Walk into any Fortune 500 in 2026 and you will find a graveyard of analytics projects - dashboards no one opens, models retrained quarterly out of habit, decks that were "directional" the day they shipped. Tredence has built a billion-dollar business by walking into that graveyard with a clipboard and a question: why?
The question is unfashionable. Most consultancies prefer to start with vision decks and ambition. Tredence starts at the other end - the loading dock, the call center, the planogram, the merchandising review. The places where insight either becomes a decision or quietly dies on the way.
They call it the last mile. They have called it the last mile for so long that it has stopped sounding like marketing and started sounding like a personality trait.
The problem they saw
Rewind to 2013. Cloud was getting cheap. Data was getting plentiful. McKinsey had not yet decided AI was the answer to every question, but the slope was clear. Three engineers - Shub Bhowmick, Sumit Mehra, Shashank Dubey - had spent enough time inside large enterprises to notice something inconvenient. The models worked. The pilots worked. The implementations did not.
A pricing model would land in the inbox of a category manager who used spreadsheets. A churn predictor would go to a call center that ran on scripts written in 2009. A computer vision model could spot an empty shelf from a phone photo - and then nobody told the store associate to walk over and refill it.
There is a phrase for this in machine learning research. There is also a phrase for it in supply chain. Tredence took the supply chain word and gave it a second life.
The founders' bet
The bet was simple, and at the time slightly heretical: services would not be commoditized by AI. They would be amplified by it. The harder AI got, the more enterprises would need humans who knew how to land it.
Most of the venture money in 2013 disagreed. Software ate the world. Services were the cost of sales. Tredence ignored that consensus for seven years and built quietly out of Bangalore. They picked a few industries - retail, CPG, telecom, healthcare - and a few clouds - Databricks, Azure, Snowflake, GCP - and went deep instead of wide.
In 2020, Chicago Pacific Founders wrote a $30M Series A check. In December 2022, Advent International wrote a $175M Series B check. Total raised: $205M. Total employees today: north of 4,000. The thesis aged well.
The Tredence Compounding Curve
The product, or rather the named tools
Most services firms hide their IP inside engagements. Tredence does the opposite - it names its work. Customer Cosmos handles Customer 360. Sancus handles data quality. ML Works handles MLOps. There is an On-Shelf Availability accelerator co-built with Databricks that uses computer vision to keep cereal boxes in their proper coordinates. There is a Revenue Growth Management suite that treats pricing as a science instead of an argument. And there are - at last count - more than a dozen GenAI agents purpose-built for enterprise workflows that no one wants to demo in a keynote.
The catalog is unglamorous in the way that working infrastructure tends to be. None of these tools will trend on a Tuesday. All of them are billed monthly.
The proof
Eight of the top ten global retailers are customers. Eight of the top ten CPGs are customers. A global beverage company that Tredence does not name in polite company saves $150 million a year using their work. A global retailer found $1.4 million in annual savings on a single supply chain workstream. The receipts are quiet but they are receipts.
Footprint, by the numbers
Bars sized for drama, not statistical precision. The numbers, alas, are precise.

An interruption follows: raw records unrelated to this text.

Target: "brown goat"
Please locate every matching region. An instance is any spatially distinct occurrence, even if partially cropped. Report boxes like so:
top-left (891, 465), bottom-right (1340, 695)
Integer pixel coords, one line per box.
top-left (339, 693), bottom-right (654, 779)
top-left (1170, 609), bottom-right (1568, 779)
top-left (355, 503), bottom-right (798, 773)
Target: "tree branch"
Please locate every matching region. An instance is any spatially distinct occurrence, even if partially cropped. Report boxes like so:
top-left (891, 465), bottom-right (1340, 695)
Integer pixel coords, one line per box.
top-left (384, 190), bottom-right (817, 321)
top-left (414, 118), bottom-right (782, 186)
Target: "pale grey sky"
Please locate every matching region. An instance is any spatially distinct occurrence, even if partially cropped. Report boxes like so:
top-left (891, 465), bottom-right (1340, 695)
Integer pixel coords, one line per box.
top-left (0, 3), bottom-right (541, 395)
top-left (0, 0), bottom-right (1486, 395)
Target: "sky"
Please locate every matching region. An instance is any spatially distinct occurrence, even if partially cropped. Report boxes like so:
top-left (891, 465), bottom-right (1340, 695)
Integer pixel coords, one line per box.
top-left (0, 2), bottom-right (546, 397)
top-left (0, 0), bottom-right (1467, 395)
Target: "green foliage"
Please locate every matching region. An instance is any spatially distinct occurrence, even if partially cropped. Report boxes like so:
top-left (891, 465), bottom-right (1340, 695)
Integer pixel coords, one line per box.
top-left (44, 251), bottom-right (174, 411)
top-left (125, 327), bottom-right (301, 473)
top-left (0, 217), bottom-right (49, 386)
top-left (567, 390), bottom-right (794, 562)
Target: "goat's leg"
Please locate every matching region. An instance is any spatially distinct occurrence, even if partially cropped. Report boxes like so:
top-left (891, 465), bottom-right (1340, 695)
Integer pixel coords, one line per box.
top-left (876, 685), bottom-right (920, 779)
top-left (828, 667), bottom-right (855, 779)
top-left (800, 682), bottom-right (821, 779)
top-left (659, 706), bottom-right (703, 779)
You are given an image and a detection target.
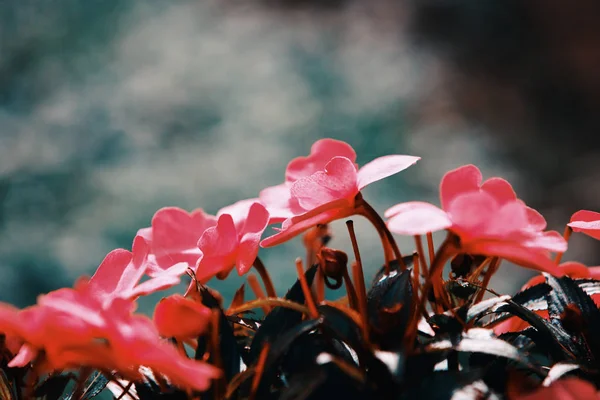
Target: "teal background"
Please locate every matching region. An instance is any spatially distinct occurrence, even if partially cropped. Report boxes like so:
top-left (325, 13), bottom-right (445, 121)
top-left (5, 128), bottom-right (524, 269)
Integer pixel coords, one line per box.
top-left (0, 0), bottom-right (593, 312)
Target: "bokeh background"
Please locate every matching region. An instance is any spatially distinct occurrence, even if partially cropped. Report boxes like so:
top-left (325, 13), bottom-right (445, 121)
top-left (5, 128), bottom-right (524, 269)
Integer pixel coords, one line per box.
top-left (0, 0), bottom-right (600, 310)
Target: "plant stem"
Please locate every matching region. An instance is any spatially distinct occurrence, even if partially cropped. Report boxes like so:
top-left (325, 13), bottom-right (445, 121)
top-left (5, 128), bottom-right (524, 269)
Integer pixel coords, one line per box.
top-left (356, 193), bottom-right (406, 274)
top-left (346, 220), bottom-right (369, 341)
top-left (254, 257), bottom-right (277, 297)
top-left (246, 274), bottom-right (271, 317)
top-left (415, 235), bottom-right (429, 276)
top-left (296, 257), bottom-right (319, 319)
top-left (554, 225), bottom-right (573, 265)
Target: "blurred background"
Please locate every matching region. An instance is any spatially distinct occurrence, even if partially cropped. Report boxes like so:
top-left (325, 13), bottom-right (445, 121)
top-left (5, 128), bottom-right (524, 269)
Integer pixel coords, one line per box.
top-left (0, 0), bottom-right (600, 310)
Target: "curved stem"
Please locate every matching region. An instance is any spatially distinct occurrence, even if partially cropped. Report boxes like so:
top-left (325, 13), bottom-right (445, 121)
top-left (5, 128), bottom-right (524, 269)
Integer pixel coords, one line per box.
top-left (473, 257), bottom-right (502, 304)
top-left (356, 193), bottom-right (406, 273)
top-left (415, 235), bottom-right (429, 276)
top-left (210, 309), bottom-right (226, 399)
top-left (227, 297), bottom-right (310, 315)
top-left (344, 269), bottom-right (358, 310)
top-left (253, 257), bottom-right (277, 297)
top-left (246, 274), bottom-right (271, 317)
top-left (554, 225), bottom-right (573, 265)
top-left (313, 267), bottom-right (325, 304)
top-left (346, 220), bottom-right (369, 341)
top-left (296, 257), bottom-right (319, 319)
top-left (420, 234), bottom-right (457, 311)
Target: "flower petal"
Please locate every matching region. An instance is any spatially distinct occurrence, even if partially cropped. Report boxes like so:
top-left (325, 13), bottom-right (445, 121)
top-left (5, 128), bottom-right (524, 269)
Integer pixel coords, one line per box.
top-left (285, 139), bottom-right (356, 183)
top-left (527, 207), bottom-right (547, 231)
top-left (567, 210), bottom-right (600, 240)
top-left (217, 198), bottom-right (260, 230)
top-left (260, 199), bottom-right (354, 247)
top-left (258, 183), bottom-right (305, 224)
top-left (444, 191), bottom-right (499, 236)
top-left (357, 155), bottom-right (421, 190)
top-left (560, 261), bottom-right (596, 279)
top-left (290, 157), bottom-right (358, 210)
top-left (522, 231), bottom-right (567, 253)
top-left (90, 250), bottom-right (132, 296)
top-left (440, 164), bottom-right (482, 211)
top-left (481, 178), bottom-right (517, 205)
top-left (198, 214), bottom-right (238, 257)
top-left (236, 203), bottom-right (269, 275)
top-left (385, 201), bottom-right (452, 235)
top-left (152, 207), bottom-right (217, 268)
top-left (488, 200), bottom-right (530, 239)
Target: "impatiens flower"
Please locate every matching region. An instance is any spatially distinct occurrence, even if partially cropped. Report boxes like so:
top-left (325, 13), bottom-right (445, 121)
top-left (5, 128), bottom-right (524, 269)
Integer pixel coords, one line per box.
top-left (385, 165), bottom-right (567, 274)
top-left (137, 207), bottom-right (217, 273)
top-left (88, 236), bottom-right (187, 306)
top-left (0, 279), bottom-right (221, 390)
top-left (259, 139), bottom-right (420, 247)
top-left (153, 294), bottom-right (211, 340)
top-left (567, 210), bottom-right (600, 240)
top-left (196, 202), bottom-right (269, 282)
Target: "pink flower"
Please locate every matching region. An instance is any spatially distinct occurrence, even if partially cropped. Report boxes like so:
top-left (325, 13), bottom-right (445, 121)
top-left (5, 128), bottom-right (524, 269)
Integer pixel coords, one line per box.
top-left (137, 207), bottom-right (217, 274)
top-left (567, 210), bottom-right (600, 240)
top-left (385, 165), bottom-right (567, 275)
top-left (259, 139), bottom-right (420, 247)
top-left (0, 280), bottom-right (220, 390)
top-left (88, 236), bottom-right (187, 307)
top-left (196, 201), bottom-right (269, 282)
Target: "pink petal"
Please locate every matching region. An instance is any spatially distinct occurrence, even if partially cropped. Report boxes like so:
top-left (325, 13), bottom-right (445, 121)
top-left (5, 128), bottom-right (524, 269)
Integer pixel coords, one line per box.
top-left (217, 198), bottom-right (260, 229)
top-left (152, 207), bottom-right (217, 268)
top-left (488, 200), bottom-right (530, 237)
top-left (260, 199), bottom-right (354, 248)
top-left (259, 183), bottom-right (305, 224)
top-left (285, 139), bottom-right (356, 183)
top-left (463, 240), bottom-right (564, 276)
top-left (440, 165), bottom-right (482, 211)
top-left (357, 155), bottom-right (421, 190)
top-left (567, 210), bottom-right (600, 240)
top-left (290, 157), bottom-right (358, 210)
top-left (135, 226), bottom-right (152, 244)
top-left (38, 288), bottom-right (105, 327)
top-left (527, 207), bottom-right (547, 231)
top-left (481, 178), bottom-right (517, 205)
top-left (444, 191), bottom-right (499, 237)
top-left (198, 214), bottom-right (238, 258)
top-left (115, 236), bottom-right (150, 294)
top-left (560, 261), bottom-right (595, 279)
top-left (523, 231), bottom-right (567, 253)
top-left (90, 250), bottom-right (133, 294)
top-left (8, 343), bottom-right (38, 368)
top-left (385, 201), bottom-right (452, 235)
top-left (236, 203), bottom-right (269, 275)
top-left (588, 267), bottom-right (600, 279)
top-left (127, 274), bottom-right (182, 299)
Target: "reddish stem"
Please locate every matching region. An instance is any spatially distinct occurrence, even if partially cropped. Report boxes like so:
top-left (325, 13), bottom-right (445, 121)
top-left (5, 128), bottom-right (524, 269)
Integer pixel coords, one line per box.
top-left (356, 193), bottom-right (406, 274)
top-left (246, 274), bottom-right (271, 316)
top-left (427, 232), bottom-right (435, 265)
top-left (296, 257), bottom-right (319, 319)
top-left (254, 257), bottom-right (277, 297)
top-left (346, 220), bottom-right (369, 341)
top-left (554, 225), bottom-right (573, 265)
top-left (415, 235), bottom-right (429, 276)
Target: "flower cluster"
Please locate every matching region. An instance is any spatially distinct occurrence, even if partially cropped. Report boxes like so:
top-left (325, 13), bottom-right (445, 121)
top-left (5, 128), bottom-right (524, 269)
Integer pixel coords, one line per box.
top-left (0, 139), bottom-right (600, 398)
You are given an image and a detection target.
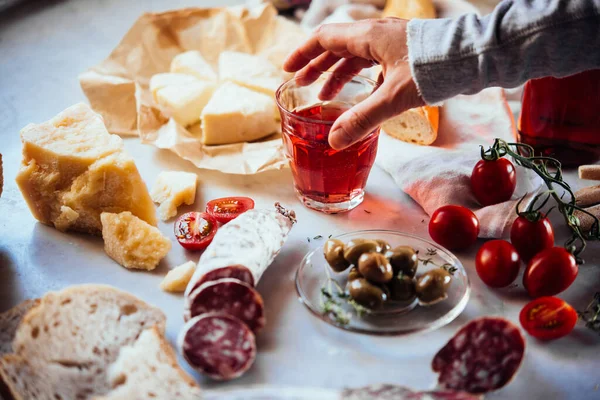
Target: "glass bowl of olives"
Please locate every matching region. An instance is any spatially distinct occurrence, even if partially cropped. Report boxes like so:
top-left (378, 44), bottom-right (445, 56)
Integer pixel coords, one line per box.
top-left (296, 230), bottom-right (470, 335)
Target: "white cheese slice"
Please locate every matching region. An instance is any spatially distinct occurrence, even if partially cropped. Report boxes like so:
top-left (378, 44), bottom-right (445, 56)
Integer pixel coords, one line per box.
top-left (160, 261), bottom-right (196, 293)
top-left (201, 82), bottom-right (279, 145)
top-left (150, 171), bottom-right (197, 221)
top-left (171, 50), bottom-right (218, 81)
top-left (219, 51), bottom-right (284, 97)
top-left (100, 211), bottom-right (171, 271)
top-left (150, 74), bottom-right (216, 126)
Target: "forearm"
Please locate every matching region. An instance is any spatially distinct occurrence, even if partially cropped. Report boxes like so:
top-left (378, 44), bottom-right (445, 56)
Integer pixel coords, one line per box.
top-left (408, 0), bottom-right (600, 103)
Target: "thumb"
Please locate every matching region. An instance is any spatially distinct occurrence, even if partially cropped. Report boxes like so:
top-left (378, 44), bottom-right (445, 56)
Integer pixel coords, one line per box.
top-left (329, 81), bottom-right (404, 150)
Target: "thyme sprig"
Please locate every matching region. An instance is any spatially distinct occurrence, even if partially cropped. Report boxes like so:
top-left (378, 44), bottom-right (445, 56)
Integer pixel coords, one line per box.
top-left (481, 139), bottom-right (600, 264)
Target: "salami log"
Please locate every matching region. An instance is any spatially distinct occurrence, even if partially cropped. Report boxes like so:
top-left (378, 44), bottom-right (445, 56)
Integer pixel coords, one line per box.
top-left (185, 203), bottom-right (296, 301)
top-left (432, 317), bottom-right (525, 393)
top-left (341, 384), bottom-right (480, 400)
top-left (184, 278), bottom-right (265, 332)
top-left (178, 313), bottom-right (256, 380)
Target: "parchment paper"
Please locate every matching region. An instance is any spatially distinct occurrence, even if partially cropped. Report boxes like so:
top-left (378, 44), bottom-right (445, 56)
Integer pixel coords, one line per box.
top-left (79, 3), bottom-right (306, 174)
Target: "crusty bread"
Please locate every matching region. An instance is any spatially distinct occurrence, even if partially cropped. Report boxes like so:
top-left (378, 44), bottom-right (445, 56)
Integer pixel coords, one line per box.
top-left (96, 328), bottom-right (200, 400)
top-left (381, 106), bottom-right (440, 145)
top-left (0, 300), bottom-right (38, 356)
top-left (0, 285), bottom-right (199, 400)
top-left (382, 0), bottom-right (436, 19)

The mission, stated plainly
Tredence's stated mission is to enable the last-mile adoption of AI - to make models earn their keep inside the operating rhythms of the enterprise. The tagline since the 2023 rebrand is Beyond Possible, which is the sort of thing that sounds like a brand book exercise until you watch a Tredence engineer argue with a category manager for ninety minutes about why a recommended price is actually correct.
It is not the most exciting mission in technology. It may be one of the more durable.
Why it matters tomorrow
The GenAI moment has made the last mile worse, not better. Pilots are cheaper. Launches are faster. Adoption is, somehow, even harder. Every CIO has more agents than they have governed workflows, and more dashboards than they have audited models. The graveyard is filling up faster.
Which is the somewhat ironic gift of 2026 to Tredence. The harder generative AI gets to govern, the more leverage flows to firms that can land it. The four-times-running Databricks crown is not a vanity stat - it is a signal that platform vendors quietly need the people who finish the job.
Now walk back into that Fortune 500. The dashboards have been pruned. A churn model is actually wired to the campaign system. The shelf-scanning agent talks to the replenishment workflow, and someone in a vest in aisle nine gets a ping when the cereal is gone. The pilot has stopped being a pilot. The deck has stopped being a deck.
Somewhere in the building, a Tredence engineer is already on to the next problem - which, if their thirteen-year track record is any guide, is also probably about the last mile.